I was due to visit an English woman who was married to an Iraqi man and was telling the story of her life. Their home was north of Hyde Park, a part of London heavily populated by immigrants from Middle Eastern countries, their culture spilling out onto the streets from open-fronted shops and cafés in a heady mixture of scents and sounds and stacks of tempting, unfamiliar products. She and I were talking upstairs while her husband redecorated downstairs. To distract himself while he laboured he had the television on.

It was early afternoon and my client and I had been talking for three or four hours when her husband shouted urgently for us to come downstairs. When we got there we found him standing in front of the television, paintbrush in hand, staring at a cloud of smoke that was billowing from one of the twin towers of the World Trade Center.

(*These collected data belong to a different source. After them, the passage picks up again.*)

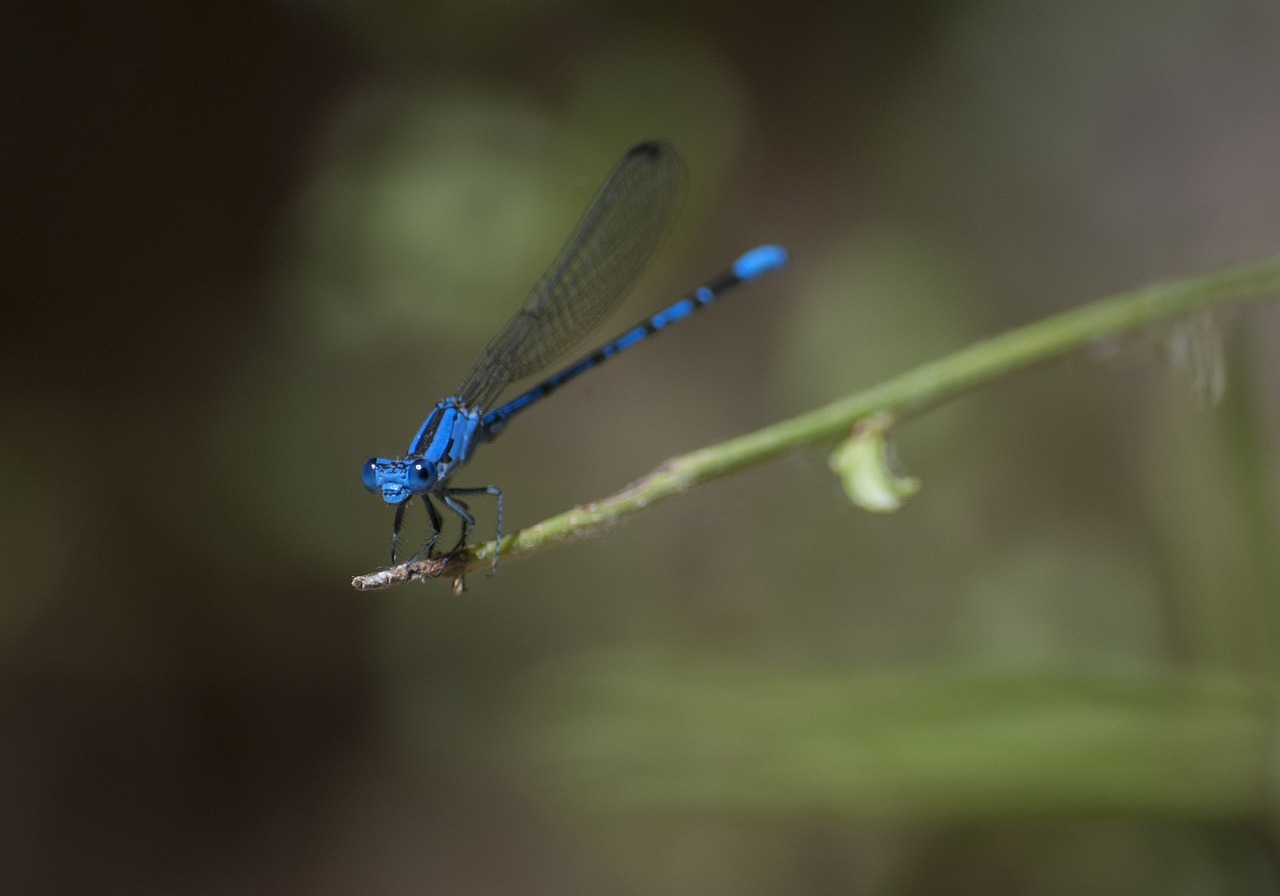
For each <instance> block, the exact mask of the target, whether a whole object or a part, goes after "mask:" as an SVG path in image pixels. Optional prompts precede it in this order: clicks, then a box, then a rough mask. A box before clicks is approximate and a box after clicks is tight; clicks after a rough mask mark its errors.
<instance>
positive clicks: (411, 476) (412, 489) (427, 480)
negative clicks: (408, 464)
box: [408, 461, 435, 494]
mask: <svg viewBox="0 0 1280 896" xmlns="http://www.w3.org/2000/svg"><path fill="white" fill-rule="evenodd" d="M433 485H435V465H434V463H429V462H428V461H413V462H412V463H410V465H408V486H410V489H412V490H413V492H415V493H416V494H421V493H422V492H429V490H430V489H431V486H433Z"/></svg>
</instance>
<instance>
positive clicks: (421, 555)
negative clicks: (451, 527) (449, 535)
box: [402, 494, 444, 563]
mask: <svg viewBox="0 0 1280 896" xmlns="http://www.w3.org/2000/svg"><path fill="white" fill-rule="evenodd" d="M422 504H424V506H425V507H426V516H428V517H429V518H430V520H431V538H429V539H428V541H426V544H424V545H422V547H421V548H419V550H417V553H416V554H413V556H412V557H410V558H408V562H410V563H413V562H415V561H417V559H419V558H421V557H422V556H424V554H425V556H428V557H430V556H431V548H434V547H435V543H436V541H438V540H439V539H440V527H442V526H443V525H444V520H442V518H440V512H439V511H438V509H435V504H433V503H431V495H428V494H424V495H422ZM402 507H403V504H402Z"/></svg>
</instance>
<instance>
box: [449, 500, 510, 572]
mask: <svg viewBox="0 0 1280 896" xmlns="http://www.w3.org/2000/svg"><path fill="white" fill-rule="evenodd" d="M449 494H488V495H493V497H494V498H497V499H498V534H497V539H498V540H497V541H495V543H494V549H493V566H492V567H490V570H489V573H490V575H493V573H494V572H497V571H498V553H499V552H500V550H502V489H499V488H498V486H497V485H479V486H475V488H468V489H449ZM458 503H462V502H458ZM463 507H466V506H465V504H463ZM467 517H468V518H471V524H472V525H475V518H474V517H471V515H470V513H468V515H467ZM470 532H471V526H467V534H470ZM463 540H466V535H463ZM461 547H462V541H460V543H458V545H457V548H454V550H457V549H458V548H461Z"/></svg>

The three of us stayed transfixed for an hour, trying to work out what was happening as the second aircraft hit the other tower and the commentators said there were other attacks expected.

The children needed picking up from their school round the corner and so my client’s husband hurried off to collect them. When they returned the television was showing scenes of the buildings collapsing down onto the streets below, enveloping the city in an apocalyptic cloud of dust, smoke and debris.

‘What’s happening?’ their eight-year-old asked, his eyes wide and serious.

‘Someone is attacking America,’ their mother explained.

‘Serves them right,’ the little boy shrugged, ‘after all the things they have done to us.’